The role of Shb in ES cell differentiation, angiogenesis and tumor growth

Abstract: Shb is a ubiquitously expressed adaptor protein with the ability to bind several tyrosine kinase receptors and intracellular signaling proteins. Previous studies have implied a wide spectrum of Shb-mediated cellular responses, which motivated me to further investigate the role of Shb in differentiation and angiogenesis. Embryonic stem (ES) cells differentiate into endoderm and mesoderm from a bipotent mesendodermal cell population. Interregulatory signals between these germlayers are required for further specification. ES cells overexpressing Shb with an inactive SH2 domain (R522K-Shb) altered the expression of endodermal genes as a consequence of upregulated FGF expression. This response was enhanced by addition of activin A, suggesting a synergistic mechanism operative between FGF and activin A signaling in endoderm specification. To investigate a role for Shb in mesodermal specification, Shb knockout ES cells were established.

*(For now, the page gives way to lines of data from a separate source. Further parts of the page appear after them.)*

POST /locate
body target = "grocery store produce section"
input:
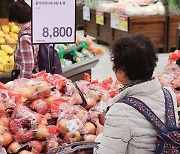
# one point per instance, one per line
(48, 111)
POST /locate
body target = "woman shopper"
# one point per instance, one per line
(25, 54)
(126, 130)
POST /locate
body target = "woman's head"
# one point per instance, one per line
(134, 55)
(20, 12)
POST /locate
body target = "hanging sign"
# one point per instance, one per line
(123, 23)
(53, 21)
(86, 13)
(99, 17)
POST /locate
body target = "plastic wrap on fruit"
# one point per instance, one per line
(5, 136)
(31, 89)
(55, 80)
(71, 118)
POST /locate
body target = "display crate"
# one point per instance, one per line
(173, 23)
(90, 27)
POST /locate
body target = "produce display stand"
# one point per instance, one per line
(152, 26)
(173, 23)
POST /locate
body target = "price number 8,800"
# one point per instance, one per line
(62, 32)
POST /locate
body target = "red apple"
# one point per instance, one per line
(13, 147)
(4, 121)
(89, 137)
(36, 146)
(1, 141)
(15, 125)
(25, 152)
(7, 138)
(2, 108)
(89, 128)
(23, 135)
(91, 103)
(62, 125)
(2, 129)
(52, 143)
(41, 132)
(40, 106)
(72, 136)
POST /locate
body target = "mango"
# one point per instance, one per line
(5, 29)
(2, 34)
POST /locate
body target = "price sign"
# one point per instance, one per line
(99, 17)
(115, 20)
(86, 13)
(53, 21)
(123, 23)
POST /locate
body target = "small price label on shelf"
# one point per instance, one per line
(115, 20)
(119, 22)
(99, 17)
(53, 21)
(123, 23)
(86, 13)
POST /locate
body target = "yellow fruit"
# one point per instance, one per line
(2, 54)
(8, 67)
(9, 50)
(11, 59)
(1, 67)
(5, 29)
(2, 40)
(7, 37)
(15, 29)
(3, 47)
(6, 59)
(14, 36)
(2, 34)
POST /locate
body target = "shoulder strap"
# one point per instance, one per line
(169, 107)
(145, 111)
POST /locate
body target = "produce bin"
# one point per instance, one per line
(173, 23)
(74, 72)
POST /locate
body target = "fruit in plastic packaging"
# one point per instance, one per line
(89, 128)
(72, 136)
(14, 147)
(89, 137)
(7, 138)
(5, 29)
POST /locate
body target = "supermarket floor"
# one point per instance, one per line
(104, 68)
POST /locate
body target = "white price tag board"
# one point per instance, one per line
(53, 21)
(115, 20)
(86, 13)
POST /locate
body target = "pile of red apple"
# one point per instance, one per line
(46, 111)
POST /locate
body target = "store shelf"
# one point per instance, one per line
(74, 72)
(154, 27)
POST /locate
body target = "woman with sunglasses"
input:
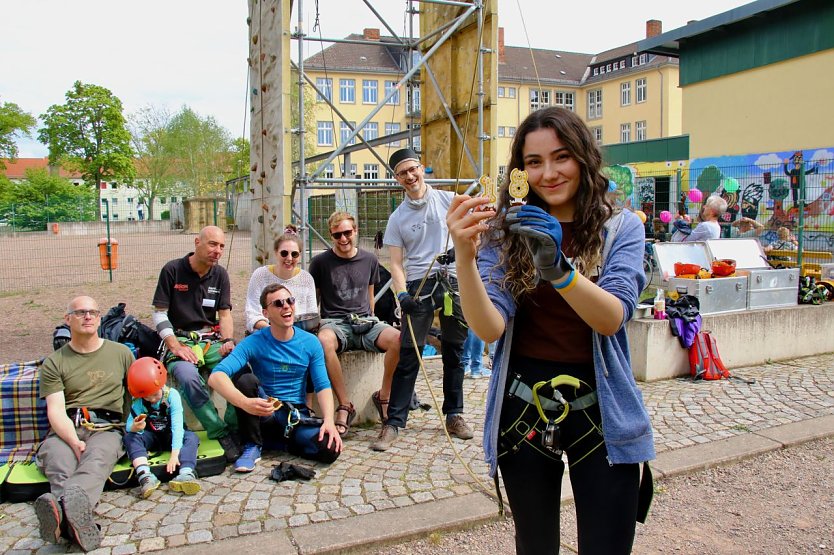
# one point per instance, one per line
(285, 272)
(555, 282)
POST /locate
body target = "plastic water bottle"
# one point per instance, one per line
(660, 305)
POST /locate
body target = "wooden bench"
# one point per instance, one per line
(812, 261)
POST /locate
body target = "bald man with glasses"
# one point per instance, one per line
(345, 276)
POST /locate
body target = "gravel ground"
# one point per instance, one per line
(780, 502)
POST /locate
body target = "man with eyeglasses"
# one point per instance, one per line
(83, 384)
(281, 357)
(345, 276)
(193, 308)
(416, 236)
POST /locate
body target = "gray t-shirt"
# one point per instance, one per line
(421, 232)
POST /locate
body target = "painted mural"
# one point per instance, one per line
(766, 187)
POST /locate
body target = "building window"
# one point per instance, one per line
(640, 85)
(324, 133)
(595, 104)
(625, 133)
(391, 128)
(414, 105)
(392, 86)
(371, 172)
(371, 131)
(640, 130)
(625, 93)
(369, 91)
(539, 99)
(325, 85)
(347, 91)
(345, 131)
(563, 99)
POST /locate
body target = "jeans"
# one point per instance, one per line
(453, 330)
(473, 353)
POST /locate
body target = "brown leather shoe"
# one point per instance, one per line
(457, 427)
(387, 437)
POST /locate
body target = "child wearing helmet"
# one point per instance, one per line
(155, 422)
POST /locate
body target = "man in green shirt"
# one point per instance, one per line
(83, 384)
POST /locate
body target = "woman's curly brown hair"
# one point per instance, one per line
(592, 207)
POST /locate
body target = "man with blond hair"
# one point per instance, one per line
(345, 276)
(83, 384)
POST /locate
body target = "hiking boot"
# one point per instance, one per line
(230, 448)
(185, 482)
(48, 511)
(387, 437)
(79, 514)
(457, 427)
(149, 483)
(249, 459)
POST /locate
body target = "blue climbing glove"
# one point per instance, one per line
(407, 303)
(543, 235)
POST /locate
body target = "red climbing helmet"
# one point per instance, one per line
(145, 377)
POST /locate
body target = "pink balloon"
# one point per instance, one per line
(695, 195)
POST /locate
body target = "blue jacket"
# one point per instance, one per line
(625, 423)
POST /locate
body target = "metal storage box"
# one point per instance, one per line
(767, 287)
(715, 295)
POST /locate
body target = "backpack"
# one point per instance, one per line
(121, 328)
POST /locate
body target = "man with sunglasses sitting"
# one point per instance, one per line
(345, 276)
(270, 399)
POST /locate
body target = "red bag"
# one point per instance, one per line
(704, 360)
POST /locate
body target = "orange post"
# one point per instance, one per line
(109, 260)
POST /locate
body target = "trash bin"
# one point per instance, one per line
(111, 263)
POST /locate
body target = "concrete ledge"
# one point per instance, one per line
(395, 525)
(714, 453)
(747, 338)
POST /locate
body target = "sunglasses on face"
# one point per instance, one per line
(348, 233)
(404, 173)
(279, 303)
(84, 313)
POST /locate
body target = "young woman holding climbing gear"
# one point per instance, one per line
(555, 280)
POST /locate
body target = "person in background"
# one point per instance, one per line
(286, 272)
(555, 282)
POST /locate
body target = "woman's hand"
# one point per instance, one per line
(466, 223)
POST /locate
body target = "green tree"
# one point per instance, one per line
(44, 198)
(89, 134)
(14, 122)
(203, 151)
(156, 165)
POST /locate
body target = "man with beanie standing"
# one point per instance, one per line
(415, 236)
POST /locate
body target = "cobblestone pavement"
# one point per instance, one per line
(421, 467)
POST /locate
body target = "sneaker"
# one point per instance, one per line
(79, 514)
(457, 427)
(185, 482)
(230, 448)
(387, 437)
(250, 457)
(48, 511)
(149, 483)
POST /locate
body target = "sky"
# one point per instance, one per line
(168, 53)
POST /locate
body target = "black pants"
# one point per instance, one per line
(270, 431)
(453, 331)
(605, 495)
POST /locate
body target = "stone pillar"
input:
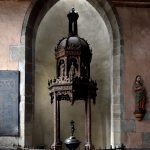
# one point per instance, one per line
(88, 144)
(57, 145)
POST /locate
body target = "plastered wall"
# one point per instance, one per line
(136, 32)
(53, 27)
(11, 19)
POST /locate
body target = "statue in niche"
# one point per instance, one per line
(140, 98)
(72, 71)
(62, 69)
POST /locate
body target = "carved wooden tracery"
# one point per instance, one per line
(73, 56)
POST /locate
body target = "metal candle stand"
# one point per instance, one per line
(73, 57)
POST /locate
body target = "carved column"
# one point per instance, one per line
(57, 145)
(88, 144)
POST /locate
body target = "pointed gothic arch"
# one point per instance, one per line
(33, 17)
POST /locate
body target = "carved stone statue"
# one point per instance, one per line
(72, 127)
(62, 69)
(140, 94)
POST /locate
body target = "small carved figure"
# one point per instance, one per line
(72, 127)
(140, 94)
(62, 69)
(72, 71)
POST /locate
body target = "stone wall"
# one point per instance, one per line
(136, 33)
(12, 53)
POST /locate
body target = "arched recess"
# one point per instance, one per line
(33, 17)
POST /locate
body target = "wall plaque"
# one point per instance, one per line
(9, 103)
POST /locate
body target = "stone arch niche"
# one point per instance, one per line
(107, 112)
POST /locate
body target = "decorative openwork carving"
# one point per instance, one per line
(73, 56)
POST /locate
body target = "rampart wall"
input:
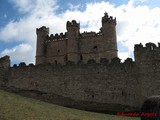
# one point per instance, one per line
(104, 86)
(115, 83)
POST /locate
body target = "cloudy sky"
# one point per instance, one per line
(138, 21)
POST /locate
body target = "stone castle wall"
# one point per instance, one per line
(75, 46)
(114, 83)
(93, 86)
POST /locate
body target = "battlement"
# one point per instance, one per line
(90, 34)
(56, 37)
(73, 23)
(108, 19)
(149, 52)
(42, 29)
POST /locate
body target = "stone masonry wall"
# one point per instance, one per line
(114, 83)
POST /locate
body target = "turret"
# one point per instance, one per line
(73, 41)
(42, 34)
(109, 35)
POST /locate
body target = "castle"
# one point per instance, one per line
(75, 46)
(82, 70)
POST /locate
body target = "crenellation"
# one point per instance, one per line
(56, 37)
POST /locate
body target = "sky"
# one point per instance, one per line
(138, 21)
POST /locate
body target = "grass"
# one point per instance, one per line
(15, 107)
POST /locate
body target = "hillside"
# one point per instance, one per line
(15, 107)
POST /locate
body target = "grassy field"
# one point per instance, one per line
(15, 107)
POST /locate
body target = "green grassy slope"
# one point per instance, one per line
(15, 107)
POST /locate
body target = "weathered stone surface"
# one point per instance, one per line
(151, 108)
(75, 46)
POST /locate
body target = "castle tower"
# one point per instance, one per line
(109, 36)
(42, 34)
(73, 41)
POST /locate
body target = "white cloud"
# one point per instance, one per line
(135, 23)
(22, 52)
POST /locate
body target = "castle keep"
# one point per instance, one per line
(82, 70)
(75, 46)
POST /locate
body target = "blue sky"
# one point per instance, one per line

These cells showed a reduced ability to form blood vessels after VEGF stimulation and delayed downregulation of genes associated with mesendoderm, indicating a reduced capacity for these cells to enter later stages.To assess a role for Shb in tumor cell apoptosis, Shb expression was silenced in angiosarcoma endothelial cells. FAK-phosphorylation was reduced in Shb knockdown cells and this made them more susceptible to apoptotic stimuli both in vitro and in vivo.Shb knockout microvasculature in mouse kidney, liver, and heart showed irregular endothelial linings with cytoplasmic projections toward the lumen, a feature that was also related to increased vascular permeability. VEGF treatment failed to stimulate vascular permeability in Shb knockout mice.In order to elucidate whether these features relate to reduced angiogenesis, tumor growth was examined. Tumors grown in knockout mice showed reduced growth capacity and lower vessel density. In conclusion, Shb is a multifunctional adaptor protein that may be involved in several cellular responses both during embryonic development and adult life.